Among the most frequently discussed and controversial consequences of corporate personhood in the United States is the extension of a limited subset of the same constitutional rights.
Corporations as legal entities have always been able to perform commercial activities, similar to a person acting as a sole proprietor, such as entering into a contract or owning property. Therefore, corporations have always had a "legal personality" for the purposes of conducting business while shielding individual shareholders from personal liability (i.e. protecting personal assets which were not invested in the corporation).
Ralph Nader, Phil Radford and others have argued that a strict originalist philosophy should reject the doctrine of corporate personhood under the Fourteenth Amendment. Indeed, Chief Justice William Rehnquist repeatedly criticized the Court's invention of corporate constitutional "rights", most famously in his dissenting opinion in the 1978 case First National Bank of Boston v. Bellotti; though, in Bellotti, Justice Rehnquist's objections are based on his "views of the limited application of the First Amendment to the States" and not on whether corporations qualify as "persons" under the Fourteenth Amendment. Nonetheless, these justices' rulings have continued to affirm the assumption of corporate personhood, as the Waite court did, and Justice Rehnquist himself eventually endorsed the right of corporations to spend in elections (the majority view in Bellotti) in his dissenting opinion in McConnell v. FEC.

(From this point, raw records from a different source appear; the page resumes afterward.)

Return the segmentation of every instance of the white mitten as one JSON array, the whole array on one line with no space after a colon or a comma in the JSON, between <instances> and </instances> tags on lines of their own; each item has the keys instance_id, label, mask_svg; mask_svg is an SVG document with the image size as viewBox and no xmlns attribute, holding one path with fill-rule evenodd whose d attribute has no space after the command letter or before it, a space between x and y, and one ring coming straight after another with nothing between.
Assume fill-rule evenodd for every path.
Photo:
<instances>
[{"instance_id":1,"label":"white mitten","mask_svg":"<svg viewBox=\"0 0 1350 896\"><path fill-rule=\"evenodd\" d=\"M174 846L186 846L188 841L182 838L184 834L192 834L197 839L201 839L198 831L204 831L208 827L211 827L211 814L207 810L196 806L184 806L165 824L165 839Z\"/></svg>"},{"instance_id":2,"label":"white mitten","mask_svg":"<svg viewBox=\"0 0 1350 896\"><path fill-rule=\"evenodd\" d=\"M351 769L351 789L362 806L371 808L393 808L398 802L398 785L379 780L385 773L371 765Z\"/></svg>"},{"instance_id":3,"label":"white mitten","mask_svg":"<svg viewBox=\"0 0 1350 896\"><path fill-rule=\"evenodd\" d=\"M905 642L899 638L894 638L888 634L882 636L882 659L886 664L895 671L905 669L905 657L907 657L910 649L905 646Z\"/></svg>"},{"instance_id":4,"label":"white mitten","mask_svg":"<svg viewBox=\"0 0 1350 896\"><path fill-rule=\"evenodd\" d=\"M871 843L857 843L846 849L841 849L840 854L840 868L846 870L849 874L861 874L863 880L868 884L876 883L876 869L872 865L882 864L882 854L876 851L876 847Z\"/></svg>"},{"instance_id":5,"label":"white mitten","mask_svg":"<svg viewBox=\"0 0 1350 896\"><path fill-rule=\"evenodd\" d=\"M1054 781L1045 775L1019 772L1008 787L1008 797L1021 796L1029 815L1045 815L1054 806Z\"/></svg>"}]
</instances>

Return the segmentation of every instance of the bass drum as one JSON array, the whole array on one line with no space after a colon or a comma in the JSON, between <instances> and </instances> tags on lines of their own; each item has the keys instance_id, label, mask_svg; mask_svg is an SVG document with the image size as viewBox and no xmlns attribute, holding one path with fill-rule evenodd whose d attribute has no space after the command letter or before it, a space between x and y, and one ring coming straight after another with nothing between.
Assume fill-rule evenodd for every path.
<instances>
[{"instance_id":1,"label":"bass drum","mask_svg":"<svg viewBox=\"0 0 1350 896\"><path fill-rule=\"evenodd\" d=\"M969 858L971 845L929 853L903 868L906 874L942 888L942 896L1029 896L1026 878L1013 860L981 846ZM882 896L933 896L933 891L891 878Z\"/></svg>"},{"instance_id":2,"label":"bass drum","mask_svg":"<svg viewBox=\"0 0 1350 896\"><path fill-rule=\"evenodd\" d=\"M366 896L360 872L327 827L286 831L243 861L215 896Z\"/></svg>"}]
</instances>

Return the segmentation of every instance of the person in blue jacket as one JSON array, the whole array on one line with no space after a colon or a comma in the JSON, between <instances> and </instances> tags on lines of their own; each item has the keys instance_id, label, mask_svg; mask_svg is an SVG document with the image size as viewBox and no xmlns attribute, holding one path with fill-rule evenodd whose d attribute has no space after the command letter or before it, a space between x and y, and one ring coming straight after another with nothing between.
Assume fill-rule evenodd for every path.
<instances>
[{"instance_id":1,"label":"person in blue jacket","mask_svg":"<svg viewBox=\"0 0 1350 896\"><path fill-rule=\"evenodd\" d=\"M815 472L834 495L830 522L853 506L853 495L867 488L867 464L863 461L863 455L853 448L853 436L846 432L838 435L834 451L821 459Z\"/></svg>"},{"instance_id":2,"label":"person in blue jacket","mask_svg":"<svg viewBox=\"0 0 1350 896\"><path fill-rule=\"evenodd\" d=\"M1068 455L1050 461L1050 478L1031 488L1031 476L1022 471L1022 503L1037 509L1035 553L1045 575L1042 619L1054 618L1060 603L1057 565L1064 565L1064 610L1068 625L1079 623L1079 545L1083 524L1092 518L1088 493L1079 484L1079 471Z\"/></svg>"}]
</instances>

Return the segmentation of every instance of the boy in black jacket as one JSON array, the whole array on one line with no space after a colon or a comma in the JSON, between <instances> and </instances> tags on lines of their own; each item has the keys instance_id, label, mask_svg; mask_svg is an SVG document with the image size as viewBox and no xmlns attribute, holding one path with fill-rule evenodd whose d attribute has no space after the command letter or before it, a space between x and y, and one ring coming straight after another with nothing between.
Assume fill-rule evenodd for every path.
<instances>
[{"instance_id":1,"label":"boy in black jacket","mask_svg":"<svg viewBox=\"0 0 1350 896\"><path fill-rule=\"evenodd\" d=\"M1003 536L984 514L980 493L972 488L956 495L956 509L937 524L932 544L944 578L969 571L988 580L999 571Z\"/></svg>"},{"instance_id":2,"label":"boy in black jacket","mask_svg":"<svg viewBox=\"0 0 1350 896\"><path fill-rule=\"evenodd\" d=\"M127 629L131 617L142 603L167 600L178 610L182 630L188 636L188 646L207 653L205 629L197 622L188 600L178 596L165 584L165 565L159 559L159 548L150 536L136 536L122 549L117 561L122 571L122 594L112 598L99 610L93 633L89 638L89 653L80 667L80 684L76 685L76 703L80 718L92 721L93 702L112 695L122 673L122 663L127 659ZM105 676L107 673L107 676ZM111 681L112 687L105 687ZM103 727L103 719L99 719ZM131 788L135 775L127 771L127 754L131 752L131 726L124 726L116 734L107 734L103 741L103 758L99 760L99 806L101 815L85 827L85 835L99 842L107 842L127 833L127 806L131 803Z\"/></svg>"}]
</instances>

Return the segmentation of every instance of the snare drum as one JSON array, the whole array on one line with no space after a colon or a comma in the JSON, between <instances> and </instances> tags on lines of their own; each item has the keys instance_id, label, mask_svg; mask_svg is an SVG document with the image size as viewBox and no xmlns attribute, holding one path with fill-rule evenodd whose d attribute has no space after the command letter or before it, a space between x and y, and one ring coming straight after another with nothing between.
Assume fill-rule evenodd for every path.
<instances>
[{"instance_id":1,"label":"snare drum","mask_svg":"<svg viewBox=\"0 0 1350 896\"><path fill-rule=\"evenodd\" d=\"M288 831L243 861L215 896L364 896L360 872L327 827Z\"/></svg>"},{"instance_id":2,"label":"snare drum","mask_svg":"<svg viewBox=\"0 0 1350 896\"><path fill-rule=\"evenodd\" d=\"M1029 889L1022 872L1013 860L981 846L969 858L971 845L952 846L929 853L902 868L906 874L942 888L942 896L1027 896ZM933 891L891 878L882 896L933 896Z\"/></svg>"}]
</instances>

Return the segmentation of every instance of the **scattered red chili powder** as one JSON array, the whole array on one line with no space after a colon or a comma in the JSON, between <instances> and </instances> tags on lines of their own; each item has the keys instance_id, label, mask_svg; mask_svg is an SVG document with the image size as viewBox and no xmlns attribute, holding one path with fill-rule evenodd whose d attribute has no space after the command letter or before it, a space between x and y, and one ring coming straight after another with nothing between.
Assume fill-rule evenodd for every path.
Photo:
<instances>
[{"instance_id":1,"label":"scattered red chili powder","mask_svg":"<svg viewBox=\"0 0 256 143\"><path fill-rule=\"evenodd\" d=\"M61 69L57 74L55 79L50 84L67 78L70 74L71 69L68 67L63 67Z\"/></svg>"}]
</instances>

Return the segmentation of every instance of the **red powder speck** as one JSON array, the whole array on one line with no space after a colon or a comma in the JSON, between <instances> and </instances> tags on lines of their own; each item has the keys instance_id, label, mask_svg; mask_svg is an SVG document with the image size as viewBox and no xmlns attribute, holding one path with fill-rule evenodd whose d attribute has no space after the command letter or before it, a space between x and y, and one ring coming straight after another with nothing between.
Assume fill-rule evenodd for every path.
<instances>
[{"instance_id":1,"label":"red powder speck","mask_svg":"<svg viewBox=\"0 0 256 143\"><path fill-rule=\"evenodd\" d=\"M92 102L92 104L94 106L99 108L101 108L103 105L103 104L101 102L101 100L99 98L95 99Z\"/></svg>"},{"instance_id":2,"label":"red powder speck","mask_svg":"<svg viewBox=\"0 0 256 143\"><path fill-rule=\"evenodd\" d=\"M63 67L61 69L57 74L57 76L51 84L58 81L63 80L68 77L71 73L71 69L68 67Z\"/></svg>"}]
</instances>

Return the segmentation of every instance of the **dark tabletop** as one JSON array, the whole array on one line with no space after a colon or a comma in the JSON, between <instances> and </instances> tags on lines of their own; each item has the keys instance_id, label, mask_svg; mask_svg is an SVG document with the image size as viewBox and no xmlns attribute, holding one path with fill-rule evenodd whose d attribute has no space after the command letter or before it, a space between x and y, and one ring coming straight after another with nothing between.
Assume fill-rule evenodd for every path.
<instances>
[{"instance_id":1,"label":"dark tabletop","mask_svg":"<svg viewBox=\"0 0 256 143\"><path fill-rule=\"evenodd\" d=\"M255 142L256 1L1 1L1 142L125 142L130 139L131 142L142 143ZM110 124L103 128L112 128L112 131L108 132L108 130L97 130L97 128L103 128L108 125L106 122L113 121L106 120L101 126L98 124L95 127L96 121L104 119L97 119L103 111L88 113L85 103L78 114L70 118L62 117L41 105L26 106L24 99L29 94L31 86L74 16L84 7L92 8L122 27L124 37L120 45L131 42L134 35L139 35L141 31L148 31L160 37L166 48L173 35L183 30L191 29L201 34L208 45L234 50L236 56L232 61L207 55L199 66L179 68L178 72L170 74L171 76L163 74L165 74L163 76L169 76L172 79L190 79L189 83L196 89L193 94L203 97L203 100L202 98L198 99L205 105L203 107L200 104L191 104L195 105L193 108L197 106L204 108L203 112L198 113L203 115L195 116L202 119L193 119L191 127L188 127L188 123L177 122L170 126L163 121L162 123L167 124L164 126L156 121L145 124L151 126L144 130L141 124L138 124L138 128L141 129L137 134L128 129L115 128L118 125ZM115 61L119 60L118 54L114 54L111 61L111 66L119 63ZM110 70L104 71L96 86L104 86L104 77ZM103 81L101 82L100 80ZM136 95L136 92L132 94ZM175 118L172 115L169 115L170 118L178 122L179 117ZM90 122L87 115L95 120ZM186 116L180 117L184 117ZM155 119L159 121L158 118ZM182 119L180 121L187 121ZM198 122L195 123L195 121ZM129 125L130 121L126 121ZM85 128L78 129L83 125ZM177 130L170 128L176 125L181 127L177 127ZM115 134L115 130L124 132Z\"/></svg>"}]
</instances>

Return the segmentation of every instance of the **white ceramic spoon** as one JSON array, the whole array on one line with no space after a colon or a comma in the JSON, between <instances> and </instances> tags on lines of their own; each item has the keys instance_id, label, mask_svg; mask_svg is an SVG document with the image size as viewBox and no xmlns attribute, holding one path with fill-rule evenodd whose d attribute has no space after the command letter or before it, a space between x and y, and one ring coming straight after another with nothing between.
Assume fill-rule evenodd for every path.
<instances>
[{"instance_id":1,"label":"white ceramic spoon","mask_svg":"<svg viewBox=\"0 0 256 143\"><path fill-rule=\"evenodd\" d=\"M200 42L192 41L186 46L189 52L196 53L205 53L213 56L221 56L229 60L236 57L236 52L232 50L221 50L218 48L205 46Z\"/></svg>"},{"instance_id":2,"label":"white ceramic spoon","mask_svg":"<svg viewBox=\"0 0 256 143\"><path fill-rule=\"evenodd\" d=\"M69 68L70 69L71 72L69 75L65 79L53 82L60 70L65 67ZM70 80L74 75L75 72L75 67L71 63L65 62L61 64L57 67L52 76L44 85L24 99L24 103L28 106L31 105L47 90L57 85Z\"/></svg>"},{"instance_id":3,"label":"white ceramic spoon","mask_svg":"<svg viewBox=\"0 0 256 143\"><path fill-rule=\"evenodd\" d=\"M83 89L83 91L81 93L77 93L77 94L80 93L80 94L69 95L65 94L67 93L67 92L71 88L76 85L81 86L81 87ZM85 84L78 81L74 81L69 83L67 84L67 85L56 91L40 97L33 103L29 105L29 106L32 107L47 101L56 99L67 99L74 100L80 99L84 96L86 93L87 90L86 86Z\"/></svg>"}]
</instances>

A central point of debate in recent years has been what role corporate money plays and should play in democratic politics. This is part of the larger debate on campaign finance reform and the role which money may play in politics.
In the United States, legal milestones in this debate include:
The corporate personhood aspect of the campaign finance debate turns on Buckley v. Valeo (1976) and Citizens United v. Federal Election Commission (2010): Buckley ruled that political spending is protected by the First Amendment right to free speech, while Citizens United ruled that corporate political spending is protected, holding that corporations have a First Amendment right to free speech because they are "associations of citizens" and hold the collected rights of the individual citizens who constitute them.
Corporations and organizations also do not have any Privacy Act rights.